Dès les premières pages, Armand Mattelart inscrit clairement l’opposition entre la « diversité culturelle » et la « mondialisation » en termes antagonistes : ceux qui promeuvent la diversité culturelle veulent protéger leurs marchés dans les domaines de la culture et de l’audiovisuel face aux institutions géantes qui contrôlent leurs propres marchés à leur place ; tandis qu’au contraire, ceux qui profitent de la mondialisation s’affichent non seulement comme des défenseurs de la diversité culturelle, mais osent affirmer sans craindre le paradoxe que la mondialisation serait le processus miraculeux qui mènera naturellement les marchés de la culture vers une plus grande diversité culturelle. On aura compris que Mattelart s’inscrit en faux contre cette seconde vision.
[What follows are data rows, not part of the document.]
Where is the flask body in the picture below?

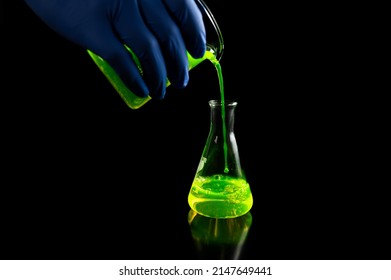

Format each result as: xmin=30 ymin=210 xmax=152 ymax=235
xmin=188 ymin=100 xmax=253 ymax=218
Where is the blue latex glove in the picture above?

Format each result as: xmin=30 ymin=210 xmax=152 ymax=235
xmin=25 ymin=0 xmax=206 ymax=99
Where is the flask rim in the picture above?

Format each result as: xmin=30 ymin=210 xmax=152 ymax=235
xmin=208 ymin=99 xmax=238 ymax=107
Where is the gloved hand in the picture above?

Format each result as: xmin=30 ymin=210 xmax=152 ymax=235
xmin=25 ymin=0 xmax=206 ymax=99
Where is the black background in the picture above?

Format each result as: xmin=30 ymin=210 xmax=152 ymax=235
xmin=0 ymin=0 xmax=390 ymax=259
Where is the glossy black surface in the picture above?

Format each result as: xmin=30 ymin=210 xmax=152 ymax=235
xmin=0 ymin=0 xmax=390 ymax=259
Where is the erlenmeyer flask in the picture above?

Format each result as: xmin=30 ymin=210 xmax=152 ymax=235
xmin=87 ymin=0 xmax=224 ymax=109
xmin=188 ymin=100 xmax=253 ymax=218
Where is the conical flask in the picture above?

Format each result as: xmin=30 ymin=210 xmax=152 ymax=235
xmin=188 ymin=100 xmax=253 ymax=218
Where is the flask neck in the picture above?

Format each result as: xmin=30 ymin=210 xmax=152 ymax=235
xmin=209 ymin=100 xmax=237 ymax=133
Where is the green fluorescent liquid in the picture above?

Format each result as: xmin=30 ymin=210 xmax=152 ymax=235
xmin=188 ymin=53 xmax=253 ymax=219
xmin=188 ymin=175 xmax=253 ymax=218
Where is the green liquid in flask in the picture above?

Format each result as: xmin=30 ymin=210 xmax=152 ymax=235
xmin=188 ymin=55 xmax=253 ymax=219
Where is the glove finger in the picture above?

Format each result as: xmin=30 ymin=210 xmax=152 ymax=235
xmin=139 ymin=0 xmax=189 ymax=88
xmin=86 ymin=24 xmax=149 ymax=97
xmin=115 ymin=0 xmax=167 ymax=99
xmin=163 ymin=0 xmax=206 ymax=58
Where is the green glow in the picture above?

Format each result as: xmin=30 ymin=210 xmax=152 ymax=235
xmin=188 ymin=175 xmax=253 ymax=218
xmin=87 ymin=45 xmax=217 ymax=109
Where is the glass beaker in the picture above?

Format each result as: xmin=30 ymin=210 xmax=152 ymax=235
xmin=87 ymin=0 xmax=224 ymax=109
xmin=188 ymin=100 xmax=253 ymax=218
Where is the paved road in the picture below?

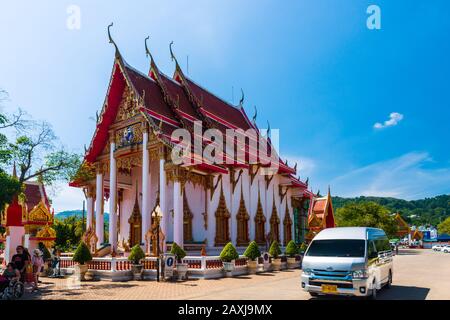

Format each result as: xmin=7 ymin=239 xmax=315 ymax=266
xmin=24 ymin=250 xmax=450 ymax=300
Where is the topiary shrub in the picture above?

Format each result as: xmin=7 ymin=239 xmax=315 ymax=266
xmin=300 ymin=242 xmax=308 ymax=253
xmin=285 ymin=240 xmax=299 ymax=258
xmin=128 ymin=244 xmax=145 ymax=264
xmin=38 ymin=242 xmax=52 ymax=261
xmin=244 ymin=241 xmax=261 ymax=260
xmin=72 ymin=241 xmax=92 ymax=265
xmin=220 ymin=242 xmax=239 ymax=262
xmin=170 ymin=242 xmax=186 ymax=263
xmin=269 ymin=241 xmax=281 ymax=259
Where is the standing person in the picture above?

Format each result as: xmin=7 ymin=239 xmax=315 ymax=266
xmin=11 ymin=246 xmax=30 ymax=281
xmin=31 ymin=249 xmax=44 ymax=290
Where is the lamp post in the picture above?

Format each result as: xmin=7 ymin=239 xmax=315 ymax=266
xmin=152 ymin=205 xmax=162 ymax=282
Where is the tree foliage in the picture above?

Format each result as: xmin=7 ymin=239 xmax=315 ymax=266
xmin=438 ymin=217 xmax=450 ymax=234
xmin=53 ymin=216 xmax=83 ymax=252
xmin=333 ymin=195 xmax=450 ymax=226
xmin=336 ymin=202 xmax=397 ymax=237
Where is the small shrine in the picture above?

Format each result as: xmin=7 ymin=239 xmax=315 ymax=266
xmin=0 ymin=181 xmax=56 ymax=262
xmin=305 ymin=188 xmax=336 ymax=241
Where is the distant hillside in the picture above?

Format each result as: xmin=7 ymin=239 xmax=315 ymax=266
xmin=333 ymin=195 xmax=450 ymax=226
xmin=55 ymin=210 xmax=109 ymax=221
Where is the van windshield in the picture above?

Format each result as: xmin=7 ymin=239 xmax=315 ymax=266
xmin=306 ymin=239 xmax=366 ymax=258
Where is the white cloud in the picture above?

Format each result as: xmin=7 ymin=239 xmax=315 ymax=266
xmin=282 ymin=155 xmax=316 ymax=180
xmin=49 ymin=184 xmax=85 ymax=213
xmin=373 ymin=112 xmax=404 ymax=129
xmin=331 ymin=152 xmax=450 ymax=199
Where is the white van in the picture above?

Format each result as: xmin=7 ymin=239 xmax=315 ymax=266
xmin=301 ymin=228 xmax=394 ymax=299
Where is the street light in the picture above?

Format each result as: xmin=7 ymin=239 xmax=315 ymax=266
xmin=152 ymin=204 xmax=162 ymax=282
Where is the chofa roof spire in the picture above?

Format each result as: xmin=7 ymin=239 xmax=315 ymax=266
xmin=169 ymin=41 xmax=181 ymax=70
xmin=108 ymin=22 xmax=121 ymax=58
Ouvrage de petit format mais très instructif, Diversité culturelle et mondialisation se divise en sept parties. Le premier chapitre lance un rappel historique sur l’impossibilité de considérer une culture unique faite pour tous (entendre celle des États-Unis), ou de considérer une seule civilisation humaine comme étant universelle. Les pères fondateurs des sciences sociales ont tous affirmé le principe de pluralité des cultures, des civilisations, des patrimoines, depuis Charles Horton Cooley et Franz Boas à Herbert Spencer et Émile Durkheim. Mais comme l’explique Mattelart, « l’internationalisation croissante de la circulation des idées, des biens et des personnes fait naître la crainte du ‘nivellement’ ». Les réticences envers un modèle unique et l’homogénisation a pourtant toujours existé. En réalité, l’apparition d’une culture unique ne devient possible qu’au moyen de puissants mécanismes : le colonialisme, puis l’impérialisme culturel, la globalisation (chap. 2).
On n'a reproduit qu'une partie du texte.